Wordweavers India 

One Night And A Morning

Norden Michael Lepcha


She stirred slowly, moaned softly enjoying the sensation after the act of love. She had eloped with Benay three days ago but these days had just passed off in a wink of an eye. According to their custom, on the third day they were supposed to go to her parental house seeking forgiveness for the mistake committed…but for an assassination of a local politician that could not be done.

Who cares, now-a-days, customs and traditions are just considered to be mere formalities, which can be completed in one’s own conveniences.

With mixed thoughts Maya slowly turned and looked at her husband who was now fast asleep. She was nearing forties and her husband was just in his late twenties. How strange, but didn’t someone say that love is blind. Age didn’t count, she loved him, and he loved her, was that not enough? The passion shared by Romeo and Juliet seemed insignificant to her when she thought of theirs.

She had once been married to a man, but that was long time ago, may be about fifteen years ago. He was a son of family acquaintance and her parents had chosen him for her. He was an officer in some government department. He had a quarter in Darjeeling town. His parents lived in one of the tea gardens in the outskirts, where they worked as teachers in a Government Higher Secondary School. They also had land in a remote village in Kalimpong. Everything seemed to be fine about him and his family. The marriage took place with all grandeur. Relatives, friends, well-wishers, came from different places to grace the occasion. After the rituals the groom took away the bride with all pomp. For many days Maya’s village talked about the marriage. Her family was happy. The other village girls aspired for a similar kind of marriage and earnestly prayed for an officer husband.

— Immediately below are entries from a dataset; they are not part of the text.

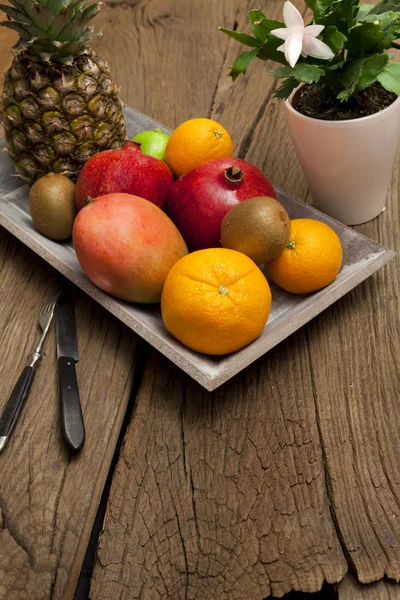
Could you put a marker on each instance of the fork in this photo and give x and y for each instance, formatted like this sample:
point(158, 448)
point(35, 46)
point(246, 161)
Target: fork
point(21, 389)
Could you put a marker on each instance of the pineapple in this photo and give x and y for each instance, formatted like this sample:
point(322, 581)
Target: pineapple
point(60, 105)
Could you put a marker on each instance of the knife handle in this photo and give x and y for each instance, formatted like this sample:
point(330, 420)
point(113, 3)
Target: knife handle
point(15, 403)
point(72, 426)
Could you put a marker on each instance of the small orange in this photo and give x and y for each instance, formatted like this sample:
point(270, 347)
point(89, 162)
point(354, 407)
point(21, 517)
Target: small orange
point(196, 142)
point(215, 301)
point(310, 261)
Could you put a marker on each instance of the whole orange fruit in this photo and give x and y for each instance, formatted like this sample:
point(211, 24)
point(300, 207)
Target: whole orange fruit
point(215, 301)
point(196, 142)
point(311, 259)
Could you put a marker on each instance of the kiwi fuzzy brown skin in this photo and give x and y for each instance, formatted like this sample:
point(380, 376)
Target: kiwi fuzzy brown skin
point(258, 227)
point(52, 206)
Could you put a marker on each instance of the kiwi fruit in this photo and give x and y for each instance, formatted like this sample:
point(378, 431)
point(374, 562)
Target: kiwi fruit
point(52, 206)
point(258, 227)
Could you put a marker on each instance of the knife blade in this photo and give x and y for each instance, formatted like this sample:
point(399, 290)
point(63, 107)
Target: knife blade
point(72, 425)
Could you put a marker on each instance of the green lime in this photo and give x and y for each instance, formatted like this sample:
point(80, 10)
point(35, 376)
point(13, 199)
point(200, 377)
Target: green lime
point(152, 142)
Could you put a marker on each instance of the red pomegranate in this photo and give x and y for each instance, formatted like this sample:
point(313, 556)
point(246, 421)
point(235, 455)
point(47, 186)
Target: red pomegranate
point(127, 170)
point(199, 200)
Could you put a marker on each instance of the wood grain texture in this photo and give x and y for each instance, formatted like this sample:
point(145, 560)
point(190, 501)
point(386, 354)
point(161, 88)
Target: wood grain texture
point(48, 500)
point(351, 589)
point(225, 495)
point(222, 495)
point(361, 257)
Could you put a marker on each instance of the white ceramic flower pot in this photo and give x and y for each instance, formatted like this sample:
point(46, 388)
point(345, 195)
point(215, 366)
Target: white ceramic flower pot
point(347, 164)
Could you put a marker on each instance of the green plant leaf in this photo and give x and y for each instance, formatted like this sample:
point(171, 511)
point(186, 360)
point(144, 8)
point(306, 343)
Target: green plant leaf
point(319, 7)
point(300, 72)
point(385, 6)
point(363, 10)
point(365, 37)
point(243, 38)
point(333, 38)
point(389, 78)
point(371, 69)
point(261, 26)
point(349, 78)
point(286, 88)
point(341, 13)
point(240, 65)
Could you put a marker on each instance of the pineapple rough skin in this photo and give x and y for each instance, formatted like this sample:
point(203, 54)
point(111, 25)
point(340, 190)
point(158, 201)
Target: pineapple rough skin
point(56, 116)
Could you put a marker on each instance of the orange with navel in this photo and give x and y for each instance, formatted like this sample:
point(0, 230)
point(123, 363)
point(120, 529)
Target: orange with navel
point(215, 301)
point(310, 261)
point(196, 142)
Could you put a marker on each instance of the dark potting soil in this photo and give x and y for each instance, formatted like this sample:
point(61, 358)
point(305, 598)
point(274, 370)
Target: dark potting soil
point(308, 101)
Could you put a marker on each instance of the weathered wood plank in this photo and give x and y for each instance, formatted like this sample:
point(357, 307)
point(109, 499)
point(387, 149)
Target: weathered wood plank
point(48, 501)
point(354, 370)
point(222, 495)
point(351, 589)
point(357, 341)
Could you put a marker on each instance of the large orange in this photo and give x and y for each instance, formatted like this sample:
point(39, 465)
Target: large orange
point(196, 142)
point(310, 261)
point(215, 301)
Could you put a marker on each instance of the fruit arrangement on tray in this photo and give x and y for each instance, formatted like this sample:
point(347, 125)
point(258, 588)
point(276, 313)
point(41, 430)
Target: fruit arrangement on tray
point(171, 219)
point(170, 225)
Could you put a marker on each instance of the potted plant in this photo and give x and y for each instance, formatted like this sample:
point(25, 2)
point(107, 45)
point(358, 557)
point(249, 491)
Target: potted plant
point(341, 93)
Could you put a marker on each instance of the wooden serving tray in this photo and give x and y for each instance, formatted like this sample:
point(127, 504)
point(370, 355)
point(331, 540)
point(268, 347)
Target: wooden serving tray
point(361, 258)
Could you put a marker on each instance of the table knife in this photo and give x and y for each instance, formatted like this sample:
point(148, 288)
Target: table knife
point(72, 425)
point(21, 389)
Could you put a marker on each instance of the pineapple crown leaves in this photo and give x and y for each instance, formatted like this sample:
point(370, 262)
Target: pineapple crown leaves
point(359, 35)
point(53, 30)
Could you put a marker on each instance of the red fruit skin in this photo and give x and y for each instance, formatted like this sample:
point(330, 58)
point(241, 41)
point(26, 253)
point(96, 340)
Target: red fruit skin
point(199, 200)
point(127, 246)
point(127, 170)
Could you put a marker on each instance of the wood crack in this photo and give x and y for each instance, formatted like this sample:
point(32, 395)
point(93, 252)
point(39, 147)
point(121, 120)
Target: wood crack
point(328, 479)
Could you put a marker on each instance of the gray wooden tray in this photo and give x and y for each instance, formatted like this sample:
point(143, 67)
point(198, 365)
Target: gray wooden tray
point(361, 257)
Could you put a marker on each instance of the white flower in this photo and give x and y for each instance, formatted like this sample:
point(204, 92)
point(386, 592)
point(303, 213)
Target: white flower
point(299, 39)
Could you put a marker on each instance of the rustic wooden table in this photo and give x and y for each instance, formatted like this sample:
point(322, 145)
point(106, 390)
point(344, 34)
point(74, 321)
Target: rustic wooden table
point(287, 476)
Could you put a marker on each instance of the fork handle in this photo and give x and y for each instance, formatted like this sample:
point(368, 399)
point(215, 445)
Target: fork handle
point(15, 404)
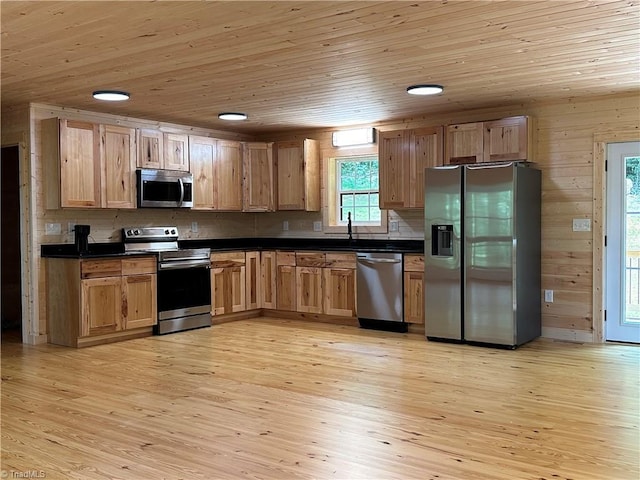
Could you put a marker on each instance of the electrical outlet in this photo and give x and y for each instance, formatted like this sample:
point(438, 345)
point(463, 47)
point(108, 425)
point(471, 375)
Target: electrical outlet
point(52, 229)
point(581, 225)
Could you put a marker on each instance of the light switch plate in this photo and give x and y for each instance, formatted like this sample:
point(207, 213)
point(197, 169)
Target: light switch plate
point(52, 229)
point(581, 225)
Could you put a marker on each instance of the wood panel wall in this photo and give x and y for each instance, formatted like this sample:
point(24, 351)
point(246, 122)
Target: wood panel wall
point(564, 146)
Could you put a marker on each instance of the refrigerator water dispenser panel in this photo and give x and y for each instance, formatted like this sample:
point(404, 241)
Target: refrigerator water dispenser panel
point(442, 240)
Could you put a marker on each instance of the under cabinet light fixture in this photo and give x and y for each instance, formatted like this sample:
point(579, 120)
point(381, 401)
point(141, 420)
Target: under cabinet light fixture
point(351, 138)
point(232, 116)
point(111, 95)
point(431, 89)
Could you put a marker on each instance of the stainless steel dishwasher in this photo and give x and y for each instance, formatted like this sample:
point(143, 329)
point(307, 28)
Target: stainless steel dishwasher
point(379, 291)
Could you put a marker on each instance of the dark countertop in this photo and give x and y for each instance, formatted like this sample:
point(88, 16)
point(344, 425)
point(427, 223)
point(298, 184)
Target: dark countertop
point(99, 250)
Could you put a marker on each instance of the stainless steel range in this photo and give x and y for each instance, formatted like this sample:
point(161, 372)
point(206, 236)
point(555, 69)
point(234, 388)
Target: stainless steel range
point(184, 279)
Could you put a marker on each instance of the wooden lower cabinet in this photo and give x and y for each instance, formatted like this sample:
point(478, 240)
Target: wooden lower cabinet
point(414, 289)
point(254, 281)
point(309, 293)
point(228, 283)
point(140, 300)
point(326, 283)
point(100, 300)
point(339, 291)
point(268, 281)
point(102, 306)
point(286, 281)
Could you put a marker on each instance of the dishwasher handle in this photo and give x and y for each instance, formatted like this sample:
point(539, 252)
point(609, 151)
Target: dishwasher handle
point(364, 259)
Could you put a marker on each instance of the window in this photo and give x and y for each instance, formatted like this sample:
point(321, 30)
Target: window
point(357, 190)
point(351, 184)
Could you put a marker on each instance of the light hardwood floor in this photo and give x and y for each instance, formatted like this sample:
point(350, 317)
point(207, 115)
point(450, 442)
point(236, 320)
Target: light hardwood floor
point(279, 399)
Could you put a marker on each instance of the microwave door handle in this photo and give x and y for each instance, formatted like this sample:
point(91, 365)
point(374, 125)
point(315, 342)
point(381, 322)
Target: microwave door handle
point(181, 192)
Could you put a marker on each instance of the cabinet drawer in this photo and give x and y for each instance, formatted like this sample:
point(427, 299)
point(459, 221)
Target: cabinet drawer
point(139, 265)
point(340, 260)
point(101, 268)
point(286, 258)
point(227, 259)
point(310, 259)
point(414, 263)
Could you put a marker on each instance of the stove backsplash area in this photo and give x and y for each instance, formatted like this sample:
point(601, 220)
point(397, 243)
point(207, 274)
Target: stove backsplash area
point(107, 225)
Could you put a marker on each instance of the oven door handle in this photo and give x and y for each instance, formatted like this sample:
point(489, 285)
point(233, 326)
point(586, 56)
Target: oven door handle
point(174, 265)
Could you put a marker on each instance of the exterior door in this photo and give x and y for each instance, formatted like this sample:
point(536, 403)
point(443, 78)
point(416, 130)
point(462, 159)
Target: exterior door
point(622, 280)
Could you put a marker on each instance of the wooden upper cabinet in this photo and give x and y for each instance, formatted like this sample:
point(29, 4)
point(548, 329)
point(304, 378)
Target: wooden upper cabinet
point(464, 143)
point(403, 155)
point(88, 165)
point(71, 150)
point(298, 175)
point(426, 150)
point(202, 156)
point(216, 166)
point(503, 140)
point(118, 153)
point(162, 151)
point(176, 152)
point(508, 139)
point(150, 149)
point(227, 176)
point(257, 183)
point(393, 152)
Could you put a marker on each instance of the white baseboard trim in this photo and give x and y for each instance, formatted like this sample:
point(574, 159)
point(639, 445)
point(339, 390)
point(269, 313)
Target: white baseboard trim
point(567, 334)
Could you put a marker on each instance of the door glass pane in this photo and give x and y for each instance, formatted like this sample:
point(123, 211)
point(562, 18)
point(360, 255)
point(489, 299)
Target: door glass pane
point(632, 240)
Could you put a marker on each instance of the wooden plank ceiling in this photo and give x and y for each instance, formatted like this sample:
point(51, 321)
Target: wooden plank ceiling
point(314, 63)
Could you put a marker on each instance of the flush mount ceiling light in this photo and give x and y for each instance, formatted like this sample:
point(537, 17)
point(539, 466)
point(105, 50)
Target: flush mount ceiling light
point(111, 95)
point(425, 89)
point(232, 116)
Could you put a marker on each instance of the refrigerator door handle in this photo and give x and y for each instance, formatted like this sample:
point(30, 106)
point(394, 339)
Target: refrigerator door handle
point(377, 260)
point(480, 166)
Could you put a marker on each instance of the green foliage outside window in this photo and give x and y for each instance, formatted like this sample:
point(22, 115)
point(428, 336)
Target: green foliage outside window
point(358, 185)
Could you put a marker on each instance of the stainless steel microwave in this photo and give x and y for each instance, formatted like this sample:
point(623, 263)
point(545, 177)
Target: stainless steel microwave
point(164, 188)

But all was not well in Maya’s life. Only after marriage did she come to know that her husband was an alcoholic. Almost every night he used to come home drunk, quarrel and beat his wife for every other reason. Good services went unnoticed. Days slipped by, months passed and at the end of the year it had become very hard for Maya to tolerate. Words of love seldom came from his mouth, and in its stead abuses started and ended Maya’s day. She grew thin and pale. Her body was covered with bruises. Tears seemed to have exhausted because of excessive weeping. As a new bride she was determined to help him be a better man. However with time all her hopes for him vanished like a fog that vanishes in front of rising sun. When she could not tolerate anymore she came back to her home caring little about what the society would say. Her in-laws came and pleaded but she had made up her mind.

She had developed a kind of hatred towards men. She started working in a private school and earned enough to look after herself. She enjoyed her work and got more involved with the little children who still had not faced the pains of life and whose hearts were not corrupted with the vices of the world. She had made up her mind not to get into relationship with any other man after all those ordeals. Yet fate had other things in store for her.


One evening, after the classes she was returning home. The footpath was flooded with school children and their guardians. She walked along with the children, her minds preoccupied. Suddenly she bumped on something lost her balance and went staggering into the middle of the road. The speeding driver slammed onto the brakes but it was too late to avert the accident. She was taken to the hospital. Among those who had helped her, was Benay, a young man -a guardian to one of her students. She got admitted to the hospital, and as days passed slowly recovered.

During her stay in the hospital Benay visited her regularly. They came to know each other better. For her Benay was the other side of man’s character … something that she had never known before. She started to realise her foolishness of looking at just one side of a coin. Slowly as she recovered in the hospital, she also got healed of her older prejudices against men. They shared a deep friendship and saw each other even after she got discharged from the hospital. Never in her life had she met someone who was so caring. Their friendship grew deeper and neither of them knew when it had turned into love. A passion to live life again rekindled itself in Maya’s heart.

After sharing a year’s togetherness they had finally decided to get married three days back. Each surrendered to the other. After all those years of tears this bliss was truly divine. She turned, shifted a bit and then fell asleep.

Next morning, she woke up early and finished her household chores. The day was bright and beautiful. She told Benay that she would go over to the town and get some things that was needed for the house, measured up the cushions so that she could get new covers for them. She prepared breakfast and ate it with him on the table discussing about when they should fix up the date to go over to meet her relatives. They also discussed about fixing up a date for a little reception ceremony where they could celebrate with their friends.
After breakfast Benay went to the bus stand and saw to it that Maya boarded the bus safely. They waved at each other as the bus slowly moved out. After twenty minutes bus reached a small settlement on the banks of Teesta river. She got out of the bus and slowly walked the narrow path that led to the banks.  On the way she met an acquaintance. When asked about where she was going, she simply replied, that she was going to the river to send an invitation to mother Ganges for her wedding ceremony.

…And after another half an hour a woman’s body came floating down the river.